2012年07月30日 | マーケティング話
数ヶ月前、日本の誇るべきカルチャーのひとつ「機動戦士ガンダム」の海外での評価が、他の代表的作品ほど高くはない(売上げも同様)というある記事を読んだ。

その記事はあまり真剣に読まなかったので(大したことが書いてなかったからか?)、内容は忘れたが、この分野に詳しい友人の説によれば、代理店さんを含めたプロモーションの方法に問題があったとのことだった。
詳細については、彼も語るわけにはいかず、私も推測するしかなかったが、仮説としての説得力はあると思った。
ここでも書かない。
プロモーションの方法論の話ではなく、コンテンツの中身と核心についての話をしよう。

最近、見つけたのが新清士氏の書かれた「日本人の神話へと変わってきた『機動戦士ガンダム』だ。
文化マーケティング視点では、ロジカルで説得力はあると考える。

新清士氏のこの記事には、拙著「コンテンツを求める私たちの『欲望』」(PDF版23ページ、「小さな世間」の説明)でも援用させて頂いた土井健郎の「『甘え』の構造」をで述べられている日本社会(人)のハイコンテキスト性から、「機動戦士ガンダム」がいかに“日本人向き”のコンテンツであるかが述べられている。
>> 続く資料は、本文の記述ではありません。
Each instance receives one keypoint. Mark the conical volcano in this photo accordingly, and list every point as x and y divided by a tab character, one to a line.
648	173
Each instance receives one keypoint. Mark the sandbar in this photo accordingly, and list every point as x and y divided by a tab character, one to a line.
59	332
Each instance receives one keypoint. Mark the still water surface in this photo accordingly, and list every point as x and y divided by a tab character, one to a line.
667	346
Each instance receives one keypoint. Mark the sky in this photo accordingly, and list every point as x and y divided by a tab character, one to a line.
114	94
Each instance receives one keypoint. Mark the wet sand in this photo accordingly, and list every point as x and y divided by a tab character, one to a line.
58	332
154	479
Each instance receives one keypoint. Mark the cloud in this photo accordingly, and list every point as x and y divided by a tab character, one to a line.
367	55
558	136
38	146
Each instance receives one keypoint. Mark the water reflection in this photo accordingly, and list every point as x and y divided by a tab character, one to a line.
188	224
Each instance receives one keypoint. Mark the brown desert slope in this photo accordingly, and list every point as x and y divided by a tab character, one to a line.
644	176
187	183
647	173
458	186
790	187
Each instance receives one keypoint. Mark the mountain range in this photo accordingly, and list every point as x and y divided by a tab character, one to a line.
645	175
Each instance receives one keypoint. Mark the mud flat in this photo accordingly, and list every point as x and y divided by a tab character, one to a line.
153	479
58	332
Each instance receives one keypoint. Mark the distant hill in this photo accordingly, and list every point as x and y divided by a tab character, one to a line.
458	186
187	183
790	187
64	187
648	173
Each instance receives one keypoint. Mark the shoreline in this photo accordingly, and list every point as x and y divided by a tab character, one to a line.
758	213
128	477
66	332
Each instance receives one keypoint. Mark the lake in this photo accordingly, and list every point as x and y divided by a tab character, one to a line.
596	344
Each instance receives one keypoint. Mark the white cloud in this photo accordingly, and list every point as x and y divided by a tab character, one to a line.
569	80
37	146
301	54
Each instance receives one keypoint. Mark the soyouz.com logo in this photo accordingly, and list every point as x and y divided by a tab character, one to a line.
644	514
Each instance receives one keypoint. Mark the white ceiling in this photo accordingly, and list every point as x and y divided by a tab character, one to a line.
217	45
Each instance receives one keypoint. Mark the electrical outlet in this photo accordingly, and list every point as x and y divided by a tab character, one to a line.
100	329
日本社会(人)のハイコンテキスト性が国際社会でネガティブに働く事例としては、戦前の中国大陸や朝鮮半島での日本の行為、「良かれ」と思ってしたことが、ま逆に現地の人達から激しい反感を買ってしまった悲劇についてコメントされている。
一見、顔とかにていても日本人と中国人、朝鮮人の思考回路は違う、ということを理解していなかったばかりか、大いなる誤解をしていた事例だ。
(以下黒字部分が引用箇所)

ところが、その論理で世界に広げると困ったことも起きた。明治維新を中国で行わなければならないという善意の気持ちで、中国に渡っていった「大陸浪人」と言われた人たちにも、中国のナショナリズムの台頭により排斥されていく。満州を謀略によって作り上げた石原完爾の「五族共和」という理想も、軍部の現実には機能しなかった。元首相の鳩山由紀夫氏の09年の「東アジア共同体構想」にしても、「こちらが誠意を見せれば、気持ちを斟酌してくれる」という「甘え」があった。

重要なのは、そうした意識が、日本人には無自覚に出てくるところだ。これが政治的な活動だけではない。個人レベルで日常的に自動的に出てくる。それになかなか気づける機会は、少なくとも日本にいると多くない。


こちらの記事、「『機動戦士ガンダム』から見える日本人の甘えの構造」でも触れられている。
(以下黒字部分が引用箇所)

ただし、ガンダムは日本以外の地域では基本的に人気がない。その理由は、戦争を扱いながら、極めて日本人的な想像の範囲でしか、戦争が行われていないからだろう。戦争は、ほとんどが軍閥による地域紛争で、戦国時代を彷彿とさせる。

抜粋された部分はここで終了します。